Die Szene zeichnet ein durchaus repräsentatives Bild der Servicewüste USA. Schlecht bezahlte Mitarbeiter ohne Lust auf ihren Job, ob auf dem Amt oder in anderen Einrichtungen, verweigern Kunden aus purer Willkür simpelste Dienstleistungen. Der US Postal Service zeigt sich dabei als wahrer Skorpion in diesem Ödland – und entfaltet besonders giftige Wirkung in Kombination mit den Steuerbehörden in Washington und im Staat New York. Denn wer zu den unglücklichen 10% der Zahler gehört, die gezwungen sind, ihren „Return“ per Post einzureichen, der kann sich auf schmerzhafte Stiche gefasst machen.
Sichergehen, dass die wichtigen Schreiben auch ankommen, können Steuerzahler nämlich kaum.
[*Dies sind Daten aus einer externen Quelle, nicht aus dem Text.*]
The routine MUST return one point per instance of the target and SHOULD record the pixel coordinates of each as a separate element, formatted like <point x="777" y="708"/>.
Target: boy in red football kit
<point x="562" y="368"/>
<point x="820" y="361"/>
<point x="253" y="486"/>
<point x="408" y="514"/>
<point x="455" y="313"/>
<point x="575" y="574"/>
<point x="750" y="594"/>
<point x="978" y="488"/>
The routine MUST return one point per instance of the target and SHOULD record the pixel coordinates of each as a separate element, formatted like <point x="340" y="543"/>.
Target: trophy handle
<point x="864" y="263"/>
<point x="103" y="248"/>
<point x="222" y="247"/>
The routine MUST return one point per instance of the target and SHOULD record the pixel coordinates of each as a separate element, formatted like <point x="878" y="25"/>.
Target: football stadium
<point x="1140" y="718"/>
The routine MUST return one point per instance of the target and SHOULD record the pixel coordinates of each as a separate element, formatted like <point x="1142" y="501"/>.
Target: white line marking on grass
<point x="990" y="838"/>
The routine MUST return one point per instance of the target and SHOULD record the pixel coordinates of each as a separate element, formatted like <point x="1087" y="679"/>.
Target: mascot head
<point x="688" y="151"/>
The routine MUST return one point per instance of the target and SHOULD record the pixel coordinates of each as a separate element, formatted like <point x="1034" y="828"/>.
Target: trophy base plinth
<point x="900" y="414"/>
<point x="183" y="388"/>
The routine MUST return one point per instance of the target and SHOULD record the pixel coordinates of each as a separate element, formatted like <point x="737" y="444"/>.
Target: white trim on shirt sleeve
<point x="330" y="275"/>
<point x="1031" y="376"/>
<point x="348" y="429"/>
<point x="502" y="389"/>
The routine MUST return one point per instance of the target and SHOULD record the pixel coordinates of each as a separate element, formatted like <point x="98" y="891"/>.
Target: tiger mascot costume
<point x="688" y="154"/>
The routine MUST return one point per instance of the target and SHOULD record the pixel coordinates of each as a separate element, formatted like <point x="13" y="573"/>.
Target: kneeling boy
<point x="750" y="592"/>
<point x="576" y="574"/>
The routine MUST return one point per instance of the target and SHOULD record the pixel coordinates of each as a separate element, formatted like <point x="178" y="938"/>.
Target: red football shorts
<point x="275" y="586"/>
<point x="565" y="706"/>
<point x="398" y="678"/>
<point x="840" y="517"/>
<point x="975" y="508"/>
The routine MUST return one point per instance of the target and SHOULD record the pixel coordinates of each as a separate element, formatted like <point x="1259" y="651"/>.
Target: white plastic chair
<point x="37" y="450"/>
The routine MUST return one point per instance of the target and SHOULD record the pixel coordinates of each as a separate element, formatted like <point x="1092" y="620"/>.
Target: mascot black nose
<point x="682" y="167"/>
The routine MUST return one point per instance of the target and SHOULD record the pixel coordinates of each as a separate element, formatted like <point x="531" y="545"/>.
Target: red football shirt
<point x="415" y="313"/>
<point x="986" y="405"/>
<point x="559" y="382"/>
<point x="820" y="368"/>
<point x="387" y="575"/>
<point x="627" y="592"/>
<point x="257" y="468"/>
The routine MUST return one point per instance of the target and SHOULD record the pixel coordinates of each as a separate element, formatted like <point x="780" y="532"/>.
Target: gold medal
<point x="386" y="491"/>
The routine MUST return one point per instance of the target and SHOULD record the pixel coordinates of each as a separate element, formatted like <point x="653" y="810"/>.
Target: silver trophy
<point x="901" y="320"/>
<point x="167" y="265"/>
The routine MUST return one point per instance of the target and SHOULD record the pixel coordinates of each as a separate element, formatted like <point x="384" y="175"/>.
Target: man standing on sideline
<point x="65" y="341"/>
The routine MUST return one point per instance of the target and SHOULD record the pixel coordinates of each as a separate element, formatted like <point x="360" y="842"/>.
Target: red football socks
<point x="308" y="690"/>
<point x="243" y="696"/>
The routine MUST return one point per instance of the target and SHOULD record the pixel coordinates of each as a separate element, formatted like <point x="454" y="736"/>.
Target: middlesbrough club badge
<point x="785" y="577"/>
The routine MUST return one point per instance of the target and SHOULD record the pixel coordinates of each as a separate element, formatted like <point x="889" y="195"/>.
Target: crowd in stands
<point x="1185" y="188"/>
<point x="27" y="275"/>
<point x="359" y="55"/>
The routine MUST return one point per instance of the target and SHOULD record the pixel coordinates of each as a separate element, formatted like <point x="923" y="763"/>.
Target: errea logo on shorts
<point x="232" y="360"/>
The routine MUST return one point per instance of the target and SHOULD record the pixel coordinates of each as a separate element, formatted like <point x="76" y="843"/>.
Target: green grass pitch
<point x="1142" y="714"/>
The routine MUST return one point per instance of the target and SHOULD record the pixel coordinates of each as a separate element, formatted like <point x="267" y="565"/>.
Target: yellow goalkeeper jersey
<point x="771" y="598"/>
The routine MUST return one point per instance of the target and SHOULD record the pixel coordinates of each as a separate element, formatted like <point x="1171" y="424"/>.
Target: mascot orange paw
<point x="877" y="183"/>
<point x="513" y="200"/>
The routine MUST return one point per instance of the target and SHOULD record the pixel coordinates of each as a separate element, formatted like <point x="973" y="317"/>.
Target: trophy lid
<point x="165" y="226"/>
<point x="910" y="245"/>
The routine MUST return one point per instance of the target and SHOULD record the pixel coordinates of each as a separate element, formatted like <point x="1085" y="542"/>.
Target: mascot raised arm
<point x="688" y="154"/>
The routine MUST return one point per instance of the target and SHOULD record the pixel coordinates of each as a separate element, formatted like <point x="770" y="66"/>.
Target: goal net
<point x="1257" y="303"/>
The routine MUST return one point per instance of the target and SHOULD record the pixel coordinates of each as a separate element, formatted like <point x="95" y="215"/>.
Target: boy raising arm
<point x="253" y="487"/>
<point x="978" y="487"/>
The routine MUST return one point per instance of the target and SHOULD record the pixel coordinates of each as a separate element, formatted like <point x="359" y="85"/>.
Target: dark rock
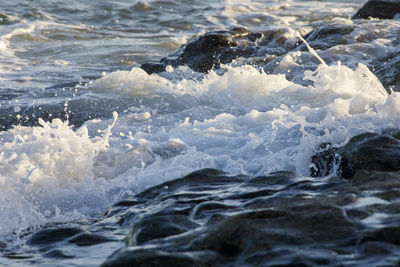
<point x="387" y="234"/>
<point x="89" y="239"/>
<point x="323" y="160"/>
<point x="151" y="257"/>
<point x="382" y="9"/>
<point x="154" y="227"/>
<point x="57" y="253"/>
<point x="327" y="36"/>
<point x="210" y="50"/>
<point x="52" y="235"/>
<point x="368" y="151"/>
Selbst wer den Aufwand betreibt und die für „Certified Mail“ nötigen Formulare ausfüllt (und diese auch ja an den exakt richtigen Stellen auf den möglichst dünnen Briefumschlag klebt), kann wochenlang auf seine Zustellbestätigung warten, sofern diese beim USPS nicht wieder prompt verschlampt wird.
Vermeintliche Steuerexperten auf der Videoplattform Youtube raten deshalb auch dazu, der Steuererklärung einen frankierten Rückumschlag an den Internal Revenue Service (IRS) beizulegen und um eine schriftliche Bestätigung des Erhalts der Dokumente zu bitten. Wer allerdings ernsthaft glaubt, dass sich ein IRS-Beamter erbarmt, diese Bestätigung auch zurückzusenden, dem stehen wahrscheinlich noch einige herzzerbrechende Erkenntnisse zum Weihnachtsmann und Osterhasen bevor.
Behörden cashen gern doppelt ein
Besonders nervös sind mit Fristablauf für die Steuererklärung am 15. April Zahler geworden, die aufgrund defekter Online-Portale der Behörden gezwungen waren, ihre Schulden an den Staat wie in grauer Vorzeit per eingesendetem Scheck zu begleichen. Denn sie haben im Zweifel Tausende Dollar auf einen Schlag in ähnlich kompetente Hände wie jene der Mitarbeiterin des Postamts in der 116. Straße gegeben. Nun kommt allerdings Erleichterung auf: Die Steuerbehörden lösen derzeit die Schecks ein – und buchen die gleiche Zahlung dann auch gerne nochmal elektronisch ab. Irgendwie müssen sich die hohen Ausgaben Washingtons und Albanys für die Wirtschaftsförderung ja finanzieren.